The Youth Service Bureau had three major functions. First, to be a referral resource for troubled youth so problems could be readily analyzed and the youth referred to the appropriate agency for services. Second, to help develop such services and locate them in appropriate private agencies when gaps in available services were identified. Third, to assist the community in mobilizing its resources to prevent delinquency by developing and monitoring a service plan for troubled and troublesome youth as a group.

Youth Service Bureaus sprang up across the nation. The original mission was, in time, broadened to encompass youth advocacy, delinquency prevention, community education, and information and referral. These are still the four roles that all Bureaus have in common.

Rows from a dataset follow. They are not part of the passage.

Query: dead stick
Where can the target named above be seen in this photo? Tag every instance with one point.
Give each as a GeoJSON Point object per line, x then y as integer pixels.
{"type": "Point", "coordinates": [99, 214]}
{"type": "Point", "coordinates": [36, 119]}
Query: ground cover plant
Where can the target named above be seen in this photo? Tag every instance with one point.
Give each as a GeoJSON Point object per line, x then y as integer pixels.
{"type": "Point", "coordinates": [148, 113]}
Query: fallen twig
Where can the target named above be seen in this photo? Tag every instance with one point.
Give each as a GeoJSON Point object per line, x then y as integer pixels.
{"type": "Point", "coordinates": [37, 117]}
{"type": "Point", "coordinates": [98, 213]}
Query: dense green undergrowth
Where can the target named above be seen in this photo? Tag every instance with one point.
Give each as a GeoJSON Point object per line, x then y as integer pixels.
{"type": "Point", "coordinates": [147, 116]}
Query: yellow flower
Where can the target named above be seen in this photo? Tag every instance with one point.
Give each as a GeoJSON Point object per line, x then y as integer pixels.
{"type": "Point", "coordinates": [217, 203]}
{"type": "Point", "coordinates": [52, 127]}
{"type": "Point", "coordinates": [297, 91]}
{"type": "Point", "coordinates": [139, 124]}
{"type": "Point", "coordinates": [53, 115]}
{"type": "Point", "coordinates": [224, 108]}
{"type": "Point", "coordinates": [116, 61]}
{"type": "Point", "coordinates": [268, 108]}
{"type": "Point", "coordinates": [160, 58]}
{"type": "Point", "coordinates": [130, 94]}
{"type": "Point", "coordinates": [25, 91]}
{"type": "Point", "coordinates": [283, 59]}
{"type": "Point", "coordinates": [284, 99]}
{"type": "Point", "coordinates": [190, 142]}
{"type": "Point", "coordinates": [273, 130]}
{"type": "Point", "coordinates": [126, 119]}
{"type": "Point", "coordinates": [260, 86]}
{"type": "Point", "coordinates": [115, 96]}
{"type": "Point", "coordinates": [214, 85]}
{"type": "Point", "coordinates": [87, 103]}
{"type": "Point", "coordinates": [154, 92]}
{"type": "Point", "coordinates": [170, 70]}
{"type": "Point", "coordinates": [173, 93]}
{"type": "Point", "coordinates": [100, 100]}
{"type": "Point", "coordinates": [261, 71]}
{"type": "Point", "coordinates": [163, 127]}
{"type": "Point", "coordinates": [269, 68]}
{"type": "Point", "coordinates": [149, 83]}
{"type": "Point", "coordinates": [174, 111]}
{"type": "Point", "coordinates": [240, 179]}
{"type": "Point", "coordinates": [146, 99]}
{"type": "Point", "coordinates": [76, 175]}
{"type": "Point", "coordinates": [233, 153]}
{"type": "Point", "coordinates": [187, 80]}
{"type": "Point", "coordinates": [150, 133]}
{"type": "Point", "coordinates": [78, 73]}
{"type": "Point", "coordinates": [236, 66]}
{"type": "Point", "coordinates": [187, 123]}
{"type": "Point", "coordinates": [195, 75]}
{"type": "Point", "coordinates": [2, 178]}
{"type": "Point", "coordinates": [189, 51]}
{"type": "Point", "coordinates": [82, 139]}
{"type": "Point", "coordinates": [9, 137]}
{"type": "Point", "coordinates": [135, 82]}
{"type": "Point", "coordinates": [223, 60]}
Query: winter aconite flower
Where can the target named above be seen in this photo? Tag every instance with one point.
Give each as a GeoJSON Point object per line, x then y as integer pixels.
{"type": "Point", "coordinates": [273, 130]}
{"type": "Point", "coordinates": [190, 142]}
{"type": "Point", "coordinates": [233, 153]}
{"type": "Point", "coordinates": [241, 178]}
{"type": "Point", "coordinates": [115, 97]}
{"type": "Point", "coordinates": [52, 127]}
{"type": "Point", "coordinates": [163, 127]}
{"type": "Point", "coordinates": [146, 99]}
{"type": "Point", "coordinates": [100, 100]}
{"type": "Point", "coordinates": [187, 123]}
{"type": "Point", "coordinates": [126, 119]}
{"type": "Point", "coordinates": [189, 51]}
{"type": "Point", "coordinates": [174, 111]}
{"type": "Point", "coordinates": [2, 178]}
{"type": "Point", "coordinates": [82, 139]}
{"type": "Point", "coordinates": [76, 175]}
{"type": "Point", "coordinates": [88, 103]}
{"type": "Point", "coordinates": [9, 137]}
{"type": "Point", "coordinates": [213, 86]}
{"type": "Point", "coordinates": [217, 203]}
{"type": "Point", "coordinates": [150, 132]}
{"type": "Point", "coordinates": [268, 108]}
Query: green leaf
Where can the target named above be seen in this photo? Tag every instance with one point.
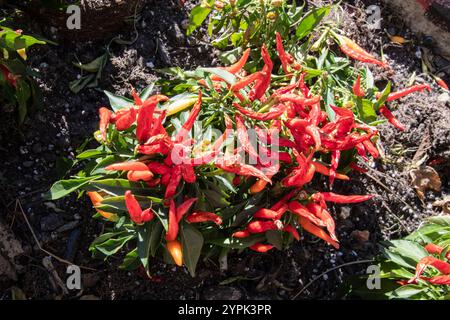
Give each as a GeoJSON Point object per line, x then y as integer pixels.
{"type": "Point", "coordinates": [310, 21]}
{"type": "Point", "coordinates": [440, 220]}
{"type": "Point", "coordinates": [117, 203]}
{"type": "Point", "coordinates": [111, 246]}
{"type": "Point", "coordinates": [223, 74]}
{"type": "Point", "coordinates": [62, 188]}
{"type": "Point", "coordinates": [197, 16]}
{"type": "Point", "coordinates": [406, 291]}
{"type": "Point", "coordinates": [144, 94]}
{"type": "Point", "coordinates": [235, 243]}
{"type": "Point", "coordinates": [118, 102]}
{"type": "Point", "coordinates": [131, 261]}
{"type": "Point", "coordinates": [156, 237]}
{"type": "Point", "coordinates": [119, 186]}
{"type": "Point", "coordinates": [143, 242]}
{"type": "Point", "coordinates": [92, 153]}
{"type": "Point", "coordinates": [192, 241]}
{"type": "Point", "coordinates": [383, 97]}
{"type": "Point", "coordinates": [93, 66]}
{"type": "Point", "coordinates": [366, 110]}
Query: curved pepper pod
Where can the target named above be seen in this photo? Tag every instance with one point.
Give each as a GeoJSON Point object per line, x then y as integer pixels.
{"type": "Point", "coordinates": [105, 118]}
{"type": "Point", "coordinates": [134, 209]}
{"type": "Point", "coordinates": [435, 249]}
{"type": "Point", "coordinates": [353, 50]}
{"type": "Point", "coordinates": [96, 200]}
{"type": "Point", "coordinates": [259, 226]}
{"type": "Point", "coordinates": [127, 166]}
{"type": "Point", "coordinates": [175, 251]}
{"type": "Point", "coordinates": [357, 90]}
{"type": "Point", "coordinates": [260, 247]}
{"type": "Point", "coordinates": [197, 217]}
{"type": "Point", "coordinates": [318, 232]}
{"type": "Point", "coordinates": [440, 265]}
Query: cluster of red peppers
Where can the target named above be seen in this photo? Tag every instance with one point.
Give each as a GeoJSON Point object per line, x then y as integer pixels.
{"type": "Point", "coordinates": [291, 113]}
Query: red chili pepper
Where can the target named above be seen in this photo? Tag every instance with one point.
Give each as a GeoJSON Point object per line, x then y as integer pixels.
{"type": "Point", "coordinates": [124, 118]}
{"type": "Point", "coordinates": [371, 148]}
{"type": "Point", "coordinates": [165, 179]}
{"type": "Point", "coordinates": [176, 251]}
{"type": "Point", "coordinates": [152, 149]}
{"type": "Point", "coordinates": [322, 169]}
{"type": "Point", "coordinates": [401, 93]}
{"type": "Point", "coordinates": [183, 208]}
{"type": "Point", "coordinates": [145, 117]}
{"type": "Point", "coordinates": [319, 210]}
{"type": "Point", "coordinates": [391, 118]}
{"type": "Point", "coordinates": [274, 112]}
{"type": "Point", "coordinates": [357, 90]}
{"type": "Point", "coordinates": [188, 173]}
{"type": "Point", "coordinates": [440, 280]}
{"type": "Point", "coordinates": [292, 230]}
{"type": "Point", "coordinates": [337, 198]}
{"type": "Point", "coordinates": [335, 156]}
{"type": "Point", "coordinates": [285, 58]}
{"type": "Point", "coordinates": [261, 86]}
{"type": "Point", "coordinates": [301, 211]}
{"type": "Point", "coordinates": [8, 75]}
{"type": "Point", "coordinates": [353, 50]}
{"type": "Point", "coordinates": [173, 228]}
{"type": "Point", "coordinates": [187, 126]}
{"type": "Point", "coordinates": [127, 166]}
{"type": "Point", "coordinates": [139, 175]}
{"type": "Point", "coordinates": [158, 168]}
{"type": "Point", "coordinates": [245, 81]}
{"type": "Point", "coordinates": [241, 234]}
{"type": "Point", "coordinates": [234, 68]}
{"type": "Point", "coordinates": [259, 226]}
{"type": "Point", "coordinates": [241, 169]}
{"type": "Point", "coordinates": [299, 99]}
{"type": "Point", "coordinates": [136, 98]}
{"type": "Point", "coordinates": [198, 217]}
{"type": "Point", "coordinates": [355, 167]}
{"type": "Point", "coordinates": [135, 211]}
{"type": "Point", "coordinates": [441, 83]}
{"type": "Point", "coordinates": [244, 139]}
{"type": "Point", "coordinates": [435, 249]}
{"type": "Point", "coordinates": [264, 213]}
{"type": "Point", "coordinates": [154, 182]}
{"type": "Point", "coordinates": [361, 150]}
{"type": "Point", "coordinates": [440, 265]}
{"type": "Point", "coordinates": [259, 247]}
{"type": "Point", "coordinates": [174, 181]}
{"type": "Point", "coordinates": [105, 117]}
{"type": "Point", "coordinates": [318, 232]}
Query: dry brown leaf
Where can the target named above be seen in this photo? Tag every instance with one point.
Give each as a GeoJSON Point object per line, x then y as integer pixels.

Many Indiana communities set up Youth Service Bureaus with significant effect. (Special note should be taken that this was often with the assistance and support of the League of Women Voters.) Sherwood Norman’s work, The Youth Service Bureau, published in 1972 by the National Commission on Crime and Delinquency, documents that the year 14 new Bureaus were established in Indiana, population of the state’s institutions for delinquents dropped 40 percent.

There were as many as 45 Bureaus in the early 1970s but when federal funding dried up, many were forced to close. A number of communities, recognizing the value and merit of the programs and what would be lost without them, re-established Youth Service Bureaus with local funding. When the Indiana Legislature began to allocate a small amount of state funding, the programs began to take hold again. Today, 34 Youth Service Bureaus serve 31 Indiana counties.

Among IYSA’s highest priorities is to extend the availability of Youth Service Bureaus into more Indiana counties, attending particularly to those with higher numbers of youth at risk of delinquency.

Over the years, as national and state policy shifted, Bureaus expanded into the area of direct service both to fund their activities and to fill service gaps in their communities. Each bureau selects and delivers the combination of services deemed most significant to and needed by the community it serves to fulfill its mission of advocacy and support for youth and vulnerable families. Services of Youth Service Bureaus today range from juvenile court diversion programs to managing fully licensed residential care.